Textzitat Volha Hapeyeva – Samota

Maja erforscht Vulkane. Leidet unter Hypersensibilität. Helga- Maria psychotherapiert Tiere. Aktuell einen Hund mit Angststörung. Schreibt Glückskeksprophezeihungen. Man muss ja über die Runden kommen. Irgendwie. Sie scheint auf der Flucht vor Schulden und der Steuergesetzgebung zu sein, hat einst als Dozentin gearbeitet. Derweil brennt Maja für ein Buch über Japan, das dessen Vulkane und Bräuche herzeigt. Ausgeliehen in einer Bibliothek stellt sie fest, diesem Exemplar fehlen acht Seiten. Warum ausgerechnet die und wer macht sowas? Sie forscht nach den fehlenden Seiten und ihre Entdeckung verblüfft.
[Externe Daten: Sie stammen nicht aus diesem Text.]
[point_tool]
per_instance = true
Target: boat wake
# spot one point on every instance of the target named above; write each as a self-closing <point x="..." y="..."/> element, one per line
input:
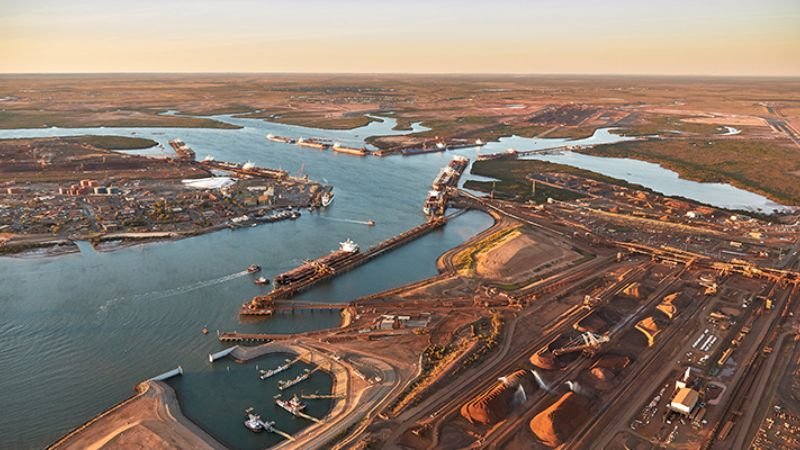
<point x="357" y="222"/>
<point x="155" y="295"/>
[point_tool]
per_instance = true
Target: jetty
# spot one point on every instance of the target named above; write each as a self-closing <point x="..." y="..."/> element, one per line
<point x="320" y="396"/>
<point x="286" y="384"/>
<point x="264" y="374"/>
<point x="265" y="304"/>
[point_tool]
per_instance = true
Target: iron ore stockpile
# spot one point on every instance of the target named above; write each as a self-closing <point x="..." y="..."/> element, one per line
<point x="183" y="151"/>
Sebastian schreibt mit der Feder, streut Sand über Briefbögen nachdem er seine Gedanken und Wünsche in Buchstaben gefasst und wie Perlen auf Zeilenfäden aufgereiht hat. Er verpasst die Liebe weil er auf einen Jäger trifft, der Wölfe zu vergiften versucht. Ein finsterer Mann ist das, umgeben von finsteren Personen, der Ungutes zu planen scheint. Der ein Notizbuch hat, das in Menschenhaut gebunden ist, so Hapeyeva. Das Zusammentreffen dieses Mannes mit Sebastian, unter dem Dach der Pension von Herrn Zikade, kann kein Zufall sein. Sebastian, der menschliches Handeln erforschen will, nimmt ihn als Studienobjekt ins Visier, das obwohl ihn sein Vermieter eindringlich warnt. Der kennt sich aus, hat er doch eine Ausbildung als Henker genossen, das Amt aber abgelehnt, nach einem Augenblick der lichten Erkenntnis.

In dieser Erzählebene hat es Schatten, aber auch Tage, an denen der Winter mit Sonne um die Zuneigung der Menschen buhlt. Der Frühling nähert sich. Es knistert spannend. Man wähnt sich wie auf einem Spaziergang durch ein Kuriositätenkabinett. Tastet nach Verbindungen zum gegenwärtigen Erzählstrang. Wird die Autorin beide verbinden? Wenn ja, wie?

Volha Hapeyeva wählt zwei Erzählebenen, vermischt Realität und Traum. Die Zeit, in der ihr Personal agiert bestimmt sie nicht näher. Vielleicht spielt sie keine Rolle. Die Zeit. Vielleicht aber doch. Die, in der Maja von sich erzählt habe ich als gegenwärtig empfunden, die von Sebastian als vergangen. Helga-Marias ist näher am Heute als am Gestern, sie einzuordnen fällt schwer, das obwohl sie Maja handelnd begegnet. Beinahe wirkt sie, also könne sie in der Zeit springen. Sich wie eine Seifenblase auflösen.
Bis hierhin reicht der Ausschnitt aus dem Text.